Molecular mechanism of new type of lipid nanoparticles on gastric carcinoma by autophagy and apoptosis of caspase family being targeted with miR-199a-3p

Abstract

This study assesses the molecular mechanism of new type of lipid nanoparticles on gastric carcinoma by autophagy and apoptosis of Caspase family being targeted with miR-199a-3p. Gastric carcinoma tissue was set as observation group while tissue from two centimeters of gastric carcinoma was set as control group. miR-199a-3p and Caspase3 expression was detected with RT-PCR. Proliferative and apoptotic activity was detected with 3-(4,5-Dimethylthiazol-2-yl)-2,5-Diphenyltetrazolium Bromide (MTT) and flow cytometry (FCM), while the quantity of invasion and migration were detected with Transwell.

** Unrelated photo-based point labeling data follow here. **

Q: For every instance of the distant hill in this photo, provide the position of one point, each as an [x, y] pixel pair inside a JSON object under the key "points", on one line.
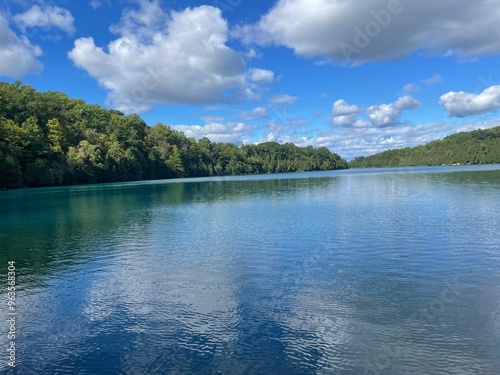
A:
{"points": [[475, 147], [49, 139]]}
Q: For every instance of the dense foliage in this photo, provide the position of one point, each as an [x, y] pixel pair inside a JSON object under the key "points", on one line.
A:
{"points": [[50, 139], [478, 146]]}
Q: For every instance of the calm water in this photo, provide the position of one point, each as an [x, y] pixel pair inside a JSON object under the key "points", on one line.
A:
{"points": [[385, 271]]}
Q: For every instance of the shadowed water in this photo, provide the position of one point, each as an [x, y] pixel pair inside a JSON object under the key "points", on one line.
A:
{"points": [[382, 271]]}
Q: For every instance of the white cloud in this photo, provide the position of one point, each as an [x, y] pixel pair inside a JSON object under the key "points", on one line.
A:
{"points": [[46, 18], [389, 114], [18, 56], [166, 59], [354, 32], [283, 99], [341, 108], [258, 112], [428, 82], [436, 78], [346, 115], [95, 4], [218, 132], [462, 104], [261, 75]]}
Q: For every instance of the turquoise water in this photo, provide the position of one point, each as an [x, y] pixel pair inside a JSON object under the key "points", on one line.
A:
{"points": [[379, 271]]}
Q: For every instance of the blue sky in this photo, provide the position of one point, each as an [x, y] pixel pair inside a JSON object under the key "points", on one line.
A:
{"points": [[355, 76]]}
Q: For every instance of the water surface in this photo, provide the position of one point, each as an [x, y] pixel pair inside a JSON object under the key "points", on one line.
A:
{"points": [[378, 271]]}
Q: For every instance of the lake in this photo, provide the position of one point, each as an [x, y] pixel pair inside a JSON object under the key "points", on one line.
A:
{"points": [[373, 271]]}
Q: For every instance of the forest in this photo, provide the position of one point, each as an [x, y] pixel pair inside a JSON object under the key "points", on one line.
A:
{"points": [[474, 147], [47, 138]]}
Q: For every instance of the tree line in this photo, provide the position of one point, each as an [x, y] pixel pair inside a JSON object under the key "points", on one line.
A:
{"points": [[48, 139], [474, 147]]}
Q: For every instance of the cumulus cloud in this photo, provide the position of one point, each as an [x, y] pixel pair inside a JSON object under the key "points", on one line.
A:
{"points": [[18, 56], [354, 32], [389, 114], [463, 104], [346, 115], [218, 132], [436, 78], [46, 18], [159, 58], [261, 75], [258, 112], [428, 82], [341, 108], [283, 99], [351, 142]]}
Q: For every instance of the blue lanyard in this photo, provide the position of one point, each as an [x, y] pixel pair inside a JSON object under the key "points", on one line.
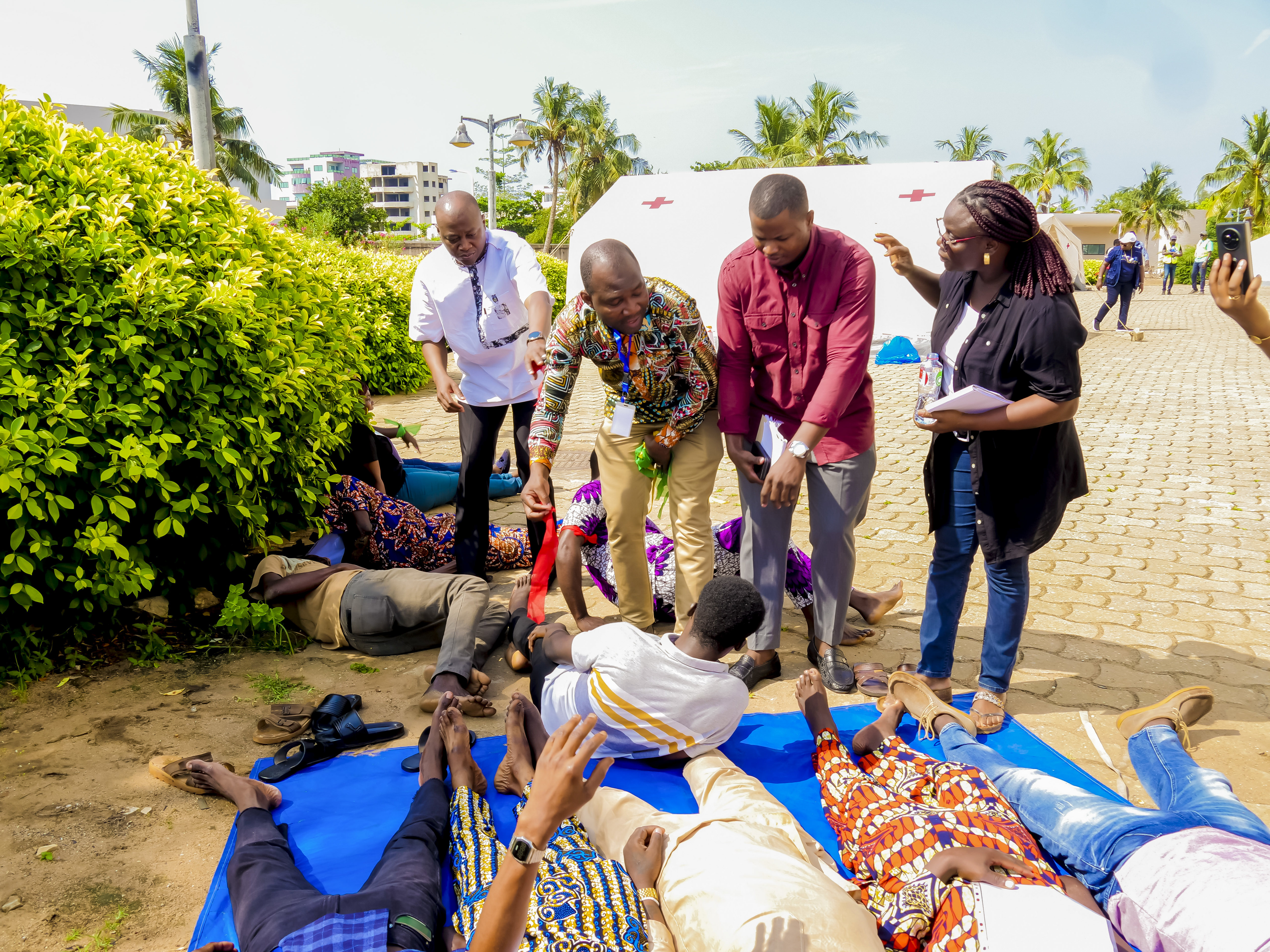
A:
{"points": [[627, 361]]}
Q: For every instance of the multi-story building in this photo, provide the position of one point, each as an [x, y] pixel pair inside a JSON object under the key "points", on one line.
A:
{"points": [[307, 171], [407, 192]]}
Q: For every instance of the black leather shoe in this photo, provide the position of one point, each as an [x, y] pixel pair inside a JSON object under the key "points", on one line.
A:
{"points": [[751, 672], [835, 671]]}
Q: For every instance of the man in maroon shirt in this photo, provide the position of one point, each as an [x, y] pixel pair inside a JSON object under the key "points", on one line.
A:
{"points": [[795, 323]]}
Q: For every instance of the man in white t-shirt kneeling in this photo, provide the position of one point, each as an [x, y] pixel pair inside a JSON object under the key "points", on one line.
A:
{"points": [[661, 699]]}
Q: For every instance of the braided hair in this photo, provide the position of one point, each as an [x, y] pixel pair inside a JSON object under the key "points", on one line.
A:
{"points": [[1004, 212]]}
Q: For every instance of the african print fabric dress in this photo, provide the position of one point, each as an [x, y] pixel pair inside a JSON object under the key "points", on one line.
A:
{"points": [[581, 902], [402, 537], [893, 813]]}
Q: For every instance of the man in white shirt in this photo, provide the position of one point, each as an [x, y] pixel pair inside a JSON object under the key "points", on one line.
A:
{"points": [[660, 699], [487, 299]]}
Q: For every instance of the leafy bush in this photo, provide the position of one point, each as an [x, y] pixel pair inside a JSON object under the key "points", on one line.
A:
{"points": [[175, 372]]}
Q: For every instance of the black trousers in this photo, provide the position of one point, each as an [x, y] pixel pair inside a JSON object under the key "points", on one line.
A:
{"points": [[272, 899], [478, 438], [540, 666]]}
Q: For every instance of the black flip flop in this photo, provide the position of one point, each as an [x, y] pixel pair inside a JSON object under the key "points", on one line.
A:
{"points": [[412, 763]]}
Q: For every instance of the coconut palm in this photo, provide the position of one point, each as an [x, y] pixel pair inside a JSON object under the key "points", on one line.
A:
{"points": [[1156, 204], [599, 155], [1242, 177], [552, 133], [237, 157], [1053, 164], [776, 133], [824, 134]]}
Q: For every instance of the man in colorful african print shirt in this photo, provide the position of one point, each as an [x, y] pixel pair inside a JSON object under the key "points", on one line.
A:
{"points": [[925, 839], [661, 380]]}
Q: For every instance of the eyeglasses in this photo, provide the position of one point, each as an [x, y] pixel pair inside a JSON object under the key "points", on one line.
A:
{"points": [[947, 238]]}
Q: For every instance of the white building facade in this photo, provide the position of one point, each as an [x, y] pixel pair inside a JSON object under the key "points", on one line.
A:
{"points": [[408, 192]]}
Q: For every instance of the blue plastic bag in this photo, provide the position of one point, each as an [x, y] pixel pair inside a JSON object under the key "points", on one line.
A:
{"points": [[898, 351]]}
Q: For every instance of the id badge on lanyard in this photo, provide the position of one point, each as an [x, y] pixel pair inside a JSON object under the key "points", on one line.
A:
{"points": [[624, 413]]}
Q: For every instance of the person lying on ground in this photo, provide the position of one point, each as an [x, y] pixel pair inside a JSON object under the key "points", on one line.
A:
{"points": [[585, 541], [550, 889], [381, 532], [660, 699], [1245, 309], [783, 894], [401, 904], [914, 832], [392, 612], [1191, 875]]}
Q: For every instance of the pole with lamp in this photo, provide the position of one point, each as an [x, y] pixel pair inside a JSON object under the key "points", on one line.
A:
{"points": [[520, 139]]}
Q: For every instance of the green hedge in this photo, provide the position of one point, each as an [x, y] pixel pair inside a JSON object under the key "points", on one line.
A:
{"points": [[173, 374]]}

The presentation quantity of miR-199a-3p in test group was elevated notably compared with control group. There was a negative regulation between and Caspase 3. The cellular infiltration of gastric carcinoma was notably reduced with Caspase3 nanoparticles being targeted by transfection of miR-199a-3p. Gastric carcinoma growth rate in test group was reduced when miR-199a-3p level was interfered with si-RNA. The apoptosis could be reduced if there was over presentation of miR-199a-3p. Cell invasive and metastatic activity was notably reduced by the Caspase3 nanoparticles being targeted by transfection of si-miR-199a-3p. The invasive and metastatic activity of gastric carcinoma was prompted with increased expression of Caspase3 and reduced miR-199a-3p expression. Cell behaviors were effectively enhanced by directed nanoparticles.